E' duro far capire alle nuove generazioni (non tutte per fortuna) che lo sciopero è "privazione" del salario, non si lavora ma neanche si guadagna, intendiamoci, oggi è perfino difficile concepire anche la semplice idea di privazione, visto com'è tutto a portata di mano, facile da acquistare, avere, possedere, ma lo sciopero a questo è servito, ad affrancare milioni di lavoratori da condizioni di miserie ed ingiustizie secolari.
Difficile far capire che è stata l'arma sociale che ha permesso alle classi lavoratrici di trovare una propria dignità, una propria ragione di essere con tutti i diritti e il rispetto della loro condizione, diritti e rispetto che non avevano e che oggi sembrano acquisiti (e che anzi, si rischia di perdere di nuovo), ma che sono stati conquistati con lotte, sacrifici e, in epoche passate, anche con delle morti.
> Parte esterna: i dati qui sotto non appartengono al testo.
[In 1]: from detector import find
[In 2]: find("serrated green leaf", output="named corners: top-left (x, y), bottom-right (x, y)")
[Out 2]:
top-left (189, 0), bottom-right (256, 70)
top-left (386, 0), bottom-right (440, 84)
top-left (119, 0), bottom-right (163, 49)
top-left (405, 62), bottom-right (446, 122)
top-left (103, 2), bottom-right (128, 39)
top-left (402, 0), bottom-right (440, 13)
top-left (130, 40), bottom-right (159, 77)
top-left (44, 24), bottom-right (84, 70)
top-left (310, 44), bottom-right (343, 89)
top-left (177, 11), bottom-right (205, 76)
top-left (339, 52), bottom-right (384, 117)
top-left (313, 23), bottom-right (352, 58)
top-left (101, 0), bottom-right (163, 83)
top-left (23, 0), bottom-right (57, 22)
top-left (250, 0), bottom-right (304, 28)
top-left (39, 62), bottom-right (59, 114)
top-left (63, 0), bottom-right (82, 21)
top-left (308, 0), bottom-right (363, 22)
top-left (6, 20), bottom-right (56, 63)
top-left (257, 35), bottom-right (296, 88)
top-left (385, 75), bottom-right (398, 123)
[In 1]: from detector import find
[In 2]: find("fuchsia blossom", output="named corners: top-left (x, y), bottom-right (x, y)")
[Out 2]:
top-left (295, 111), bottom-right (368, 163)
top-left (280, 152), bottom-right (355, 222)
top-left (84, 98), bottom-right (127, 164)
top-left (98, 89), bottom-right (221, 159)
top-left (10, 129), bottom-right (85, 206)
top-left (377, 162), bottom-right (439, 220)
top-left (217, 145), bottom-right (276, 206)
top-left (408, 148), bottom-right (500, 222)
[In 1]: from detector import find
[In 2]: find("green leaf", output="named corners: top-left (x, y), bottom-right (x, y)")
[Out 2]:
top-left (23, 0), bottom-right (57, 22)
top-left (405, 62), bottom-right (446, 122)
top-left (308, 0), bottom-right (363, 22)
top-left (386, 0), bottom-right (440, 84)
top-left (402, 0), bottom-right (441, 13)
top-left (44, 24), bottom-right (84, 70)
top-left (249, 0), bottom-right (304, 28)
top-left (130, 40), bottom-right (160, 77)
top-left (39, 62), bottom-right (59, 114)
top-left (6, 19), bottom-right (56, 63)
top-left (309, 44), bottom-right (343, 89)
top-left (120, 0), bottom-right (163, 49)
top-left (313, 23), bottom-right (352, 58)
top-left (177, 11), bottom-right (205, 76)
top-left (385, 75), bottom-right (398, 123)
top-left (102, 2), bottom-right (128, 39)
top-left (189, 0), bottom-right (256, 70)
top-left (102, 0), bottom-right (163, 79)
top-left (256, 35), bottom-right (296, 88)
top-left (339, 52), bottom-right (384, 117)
Oggi lo sciopero non è più partecipazione ma assenza, c'è sciopero e allora non si va a scuola o a lavoro, assumendo così l'equivalenza di una festa, ma lo sciopero è un grido di rivendicazione, è un avviso ai potenti, una messa in guardia che non può essere disattesa, è la sentinella dei nostri diritti ed uno strumento per esigere le nostre libertà e, per quanto in certi casi se ne sia abusato l'uso, il rispetto che ognuno di noi deve dimostrargli va ben al di là di un semplice giorno di vacanza.

Gli studenti di oggi hanno ben il diritto di dimostrare tutta la loro avversione allo stato attuale delle cose, il loro futuro è compromesso, la loro scuola depauperata di valori e risorse, più che stare a casa, bisogna scendere in strada!



PS E chi sa ne tragga le giuste conclusioni.